O que Trótski diz sobre esse desenvolvimento da URSS?
“A Rússia não era o elo mais forte, senão o mais fraco da corrente capitalista. A atual União Soviética não está acima do nível econômico mundial, mas está somente tentando alcançar os países capitalistas. (…) A força e estabilidade dos regimes são determinados, a longo prazo, pela sua produtividade do trabalho relativa. Uma economia socialista possuindo uma técnica superior à do capitalismo deveria realmente ter garantido o seu desenvolvimento socialista – digamos assim, automaticamente – uma coisa que infelizmente ainda é impossível de dizer sobre a economia soviética.” (A Revolução Traída)
Veja que Leon Trótski tinha uma análise profunda do problema da URSS. Ele explica porque, diferente do que falava a propaganda da burocracia stalinista, a URSS não era socialista.

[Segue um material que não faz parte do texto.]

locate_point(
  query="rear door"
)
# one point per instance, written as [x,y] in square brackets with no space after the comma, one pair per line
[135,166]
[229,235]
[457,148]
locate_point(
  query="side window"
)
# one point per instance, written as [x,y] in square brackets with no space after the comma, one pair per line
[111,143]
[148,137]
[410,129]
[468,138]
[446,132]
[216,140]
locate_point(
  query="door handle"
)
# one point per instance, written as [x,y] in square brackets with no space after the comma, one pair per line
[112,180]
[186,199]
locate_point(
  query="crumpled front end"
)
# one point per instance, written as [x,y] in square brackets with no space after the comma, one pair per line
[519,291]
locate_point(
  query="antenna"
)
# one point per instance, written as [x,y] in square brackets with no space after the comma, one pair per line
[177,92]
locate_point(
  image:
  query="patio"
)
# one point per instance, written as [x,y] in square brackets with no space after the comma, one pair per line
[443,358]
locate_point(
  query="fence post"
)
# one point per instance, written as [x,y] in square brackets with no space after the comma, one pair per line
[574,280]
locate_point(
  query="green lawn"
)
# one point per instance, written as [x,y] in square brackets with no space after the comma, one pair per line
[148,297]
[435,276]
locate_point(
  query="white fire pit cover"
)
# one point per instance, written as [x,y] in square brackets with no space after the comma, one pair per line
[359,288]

Canary não diz que a URSS era socialista, mas faz uma apologia do regime soviético a ponto de transforma-lo na “segunda potência industrial do mundo”.

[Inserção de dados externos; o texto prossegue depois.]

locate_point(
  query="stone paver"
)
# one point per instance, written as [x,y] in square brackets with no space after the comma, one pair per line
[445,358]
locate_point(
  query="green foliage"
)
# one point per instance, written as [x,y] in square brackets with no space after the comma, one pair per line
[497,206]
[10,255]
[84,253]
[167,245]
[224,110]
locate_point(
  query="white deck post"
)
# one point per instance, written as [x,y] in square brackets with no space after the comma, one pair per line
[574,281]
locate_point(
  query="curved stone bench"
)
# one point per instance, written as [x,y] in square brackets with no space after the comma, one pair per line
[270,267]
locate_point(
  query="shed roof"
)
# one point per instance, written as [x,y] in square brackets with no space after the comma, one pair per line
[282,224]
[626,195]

Embora a revolução proletária tenha produzido um desenvolvimento econômico gigantesco num país como a Rússia, a URSS esteve muito distante de ser a segunda potência do mundo. A própria situação da Rússia hoje mostra o absurdo da colocação. A URSS não era mais desenvolvida do que os países europeus imperialistas como Alemanha, França, Inglaterra. Não era mais desenvolvida nem mesmo em relação a outros países imperialistas como Japão, Espanha e Itália. Canary simplesmente reproduz a propaganda dos stalinistas, ignorando a explicação do próprio Leon Trótski.
“Sabemos que o socialismo é possível não porque Marx escreveu sobre ele em livros de filosofia, mas porque um dia existiu um país chamado União Soviética”.
Aqui, no último parágrafo de seu artigo, Canary parece realmente acreditar na propaganda stalinista. Contra toda a explicação dada por Trótski e pelos trotskistas, ou seja, contra os ensinamentos do marxismo, o dirigente da Resistência afirma que existiu o socialismo na URRS.
Trótski também ensinou que para defender a URSS dos ataques da direita e do imperialismo não era necessário fazer nenhuma apologia à burocracia. Pelo contrário, Trótski defendeu o Estado operário incondicionalmente, sem perder de vista a crítica e a denúncia da burocracia. Canary parece não ter aprendido a lição daquele que ele considera seu mestre. A pretexto de defender o socialismo, acaba elogiando os mitos criados pelo stalinismo.